Create a Client that references the secret by name using the FHIR primitive extension pattern. The `_secret` element carries two extensions: `data-absent-reason` with value `masked` (indicating the field is intentionally absent) and `secret-reference` with the secret name from the vault config.

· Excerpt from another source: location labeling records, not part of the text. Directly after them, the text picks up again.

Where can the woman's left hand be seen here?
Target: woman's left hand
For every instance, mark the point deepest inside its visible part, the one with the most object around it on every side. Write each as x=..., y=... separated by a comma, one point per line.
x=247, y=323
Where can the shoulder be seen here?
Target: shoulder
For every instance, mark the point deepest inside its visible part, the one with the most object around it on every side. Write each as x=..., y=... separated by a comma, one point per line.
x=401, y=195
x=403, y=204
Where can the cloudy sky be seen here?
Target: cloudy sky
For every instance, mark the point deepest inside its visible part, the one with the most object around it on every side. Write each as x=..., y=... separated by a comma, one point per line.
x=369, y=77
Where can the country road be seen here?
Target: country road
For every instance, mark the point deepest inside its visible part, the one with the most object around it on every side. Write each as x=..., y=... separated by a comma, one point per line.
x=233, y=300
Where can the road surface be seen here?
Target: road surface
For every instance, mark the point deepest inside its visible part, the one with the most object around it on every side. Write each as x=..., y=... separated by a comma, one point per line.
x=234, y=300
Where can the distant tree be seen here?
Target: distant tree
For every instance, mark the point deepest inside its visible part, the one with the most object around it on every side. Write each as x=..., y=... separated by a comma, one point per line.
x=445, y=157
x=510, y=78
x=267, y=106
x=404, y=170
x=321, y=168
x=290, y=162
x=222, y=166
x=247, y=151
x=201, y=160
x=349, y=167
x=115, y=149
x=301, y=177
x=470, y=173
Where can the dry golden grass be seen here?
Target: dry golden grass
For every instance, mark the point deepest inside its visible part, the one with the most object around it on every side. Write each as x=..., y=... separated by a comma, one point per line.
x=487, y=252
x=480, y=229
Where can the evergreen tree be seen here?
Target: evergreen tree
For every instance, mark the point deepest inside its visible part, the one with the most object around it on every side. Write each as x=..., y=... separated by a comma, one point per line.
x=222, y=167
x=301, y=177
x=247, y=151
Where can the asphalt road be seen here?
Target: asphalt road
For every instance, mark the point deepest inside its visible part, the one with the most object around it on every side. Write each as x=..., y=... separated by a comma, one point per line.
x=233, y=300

{% code title="PUT /fhir/Client/basic" %}
```json
{
  "resourceType": "Client",
  "id": "basic",
  "_secret": {
    "extension": [
      {
        "url": "http://hl7.org/fhir/StructureDefinition/data-absent-reason",
        "valueCode": "masked"
      },
      {
        "url": "http://health-samurai.io/fhir/secret-reference",
        "valueString": "client-secret"
      }
    ]
  },
  "grant_types": ["client_credentials", "basic"]
}
```
{% endcode %}

Reading the Client back returns the extension with the secret name, never the actual value:

{% code title="GET /fhir/Client/basic" %}
```json
{
  "resourceType": "Client",
  "id": "basic",
  "_secret": {
    "extension": [
      {
        "url": "http://hl7.org/fhir/StructureDefinition/data-absent-reason",
        "valueCode": "masked"
      },
      {
        "url": "http://health-samurai.io/fhir/secret-reference",
        "valueString": "client-secret"
      }
    ]
  },
  "grant_types": ["client_credentials", "basic"]
}
```
{% endcode %}

At runtime, Aidbox resolves `client-secret` through the vault config, verifies that `Client/basic` is in scope, and reads the file content. You can verify this by authenticating as the client — the vault-backed secret value is used for authentication:

```bash
# Succeeds (returns 200 OK)
curl -u basic:super-secret-value http://<aidbox-url>/fhir/Patient

# Fails (returns 401 Unauthorized)
curl -u basic:wrong-password http://<aidbox-url>/fhir/Patient
```

## Secret rotation

Update the secret in Azure Key Vault:

```bash
az keyvault secret set \
  --vault-name <your-keyvault-name> \
  --name client-secret \
  --value 'new-secret-value'
```

The CSI Driver picks up the change based on `rotationPollInterval` (30s in this tutorial). Aidbox detects the file modification and invalidates its cache — the new value is used on the next access. No pod restart required.

## Next steps

For the full reference on the vault config format, extension pattern, scope enforcement, and the list of supported resources, see [External Secrets](../../configuration/secret-files.md).